Sparse Pseudospectral Shattering
Rikhav Shah, Edward Zeng, Nikhil Srivastava
Abstract
A central question in numerical analysis is the following: how do the eigenvalues and eigenvectors of a matrix behave under perturbations of its entries? For Hermitian matrices, the eigenvalues are \(1-\)Lipschitz functions of the entries, and the eigenvectors are stable under perturbations if the minimum eigenvalue gap is large. This fact is essential to the rapid convergence and rigorous analysis of algorithms for the Hermitian eigenvalue problem and its cousins.
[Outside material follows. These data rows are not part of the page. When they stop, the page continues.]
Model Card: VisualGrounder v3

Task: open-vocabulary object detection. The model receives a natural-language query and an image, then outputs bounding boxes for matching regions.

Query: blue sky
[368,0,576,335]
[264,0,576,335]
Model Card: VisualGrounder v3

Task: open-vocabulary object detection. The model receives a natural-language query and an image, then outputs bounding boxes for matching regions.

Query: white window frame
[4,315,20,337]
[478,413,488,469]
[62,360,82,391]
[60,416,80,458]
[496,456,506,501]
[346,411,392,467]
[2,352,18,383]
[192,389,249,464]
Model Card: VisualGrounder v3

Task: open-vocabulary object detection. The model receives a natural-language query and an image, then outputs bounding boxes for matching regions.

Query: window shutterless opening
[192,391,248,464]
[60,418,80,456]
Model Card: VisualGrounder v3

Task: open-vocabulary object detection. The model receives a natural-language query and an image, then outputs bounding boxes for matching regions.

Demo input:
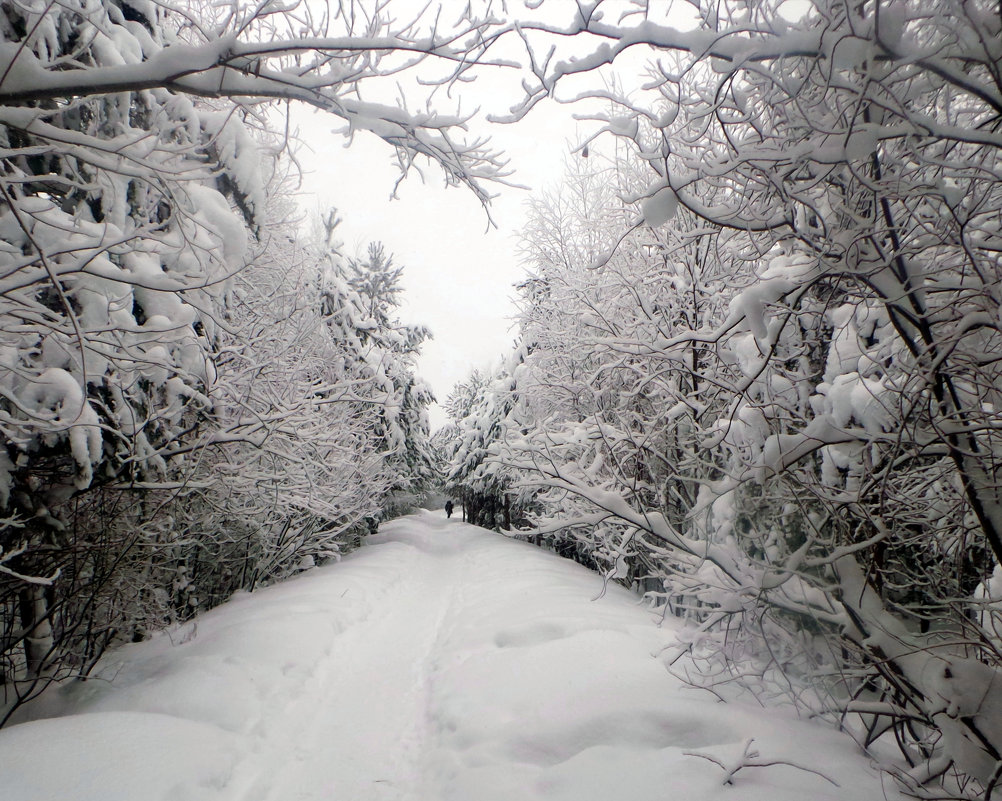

For non-Hermitian matrices, two related difficulties appear: non-orthogonality of the eigenvectors and spectral instability, i.e. high sensitivity of the eigenvalues to perturbations of the matrix entries. Non-orthogonality slows down the convergence of iterative algorithms (such as the power method) and spectral instability makes it difficult to rigorously reason about convergence in the presence of roundoff error. The main tool used to surmount these difficulties in recent years is smoothed analysis, i.e., adding a small random perturbation to the input and solving the perturbed problem, incurring a small backward error. Specifically it was shown in [BGVKS23] that adding small i.i.d. complex Gaussian random variables to each entry of a matrix produces a matrix with well-conditioned eigenvectors and a large eigenvalue gap, a phenomenon termed “pseudospectral shattering”. This was then generalized to other random variables in [BVKS20, JSS20], and is currently an essential mechanism in all of the known convergence results about diagonalizing arbitrary dense matrices. Crucially, however, all current work examines the setting where i.i.d. noise is added to every single entry of a given matrix.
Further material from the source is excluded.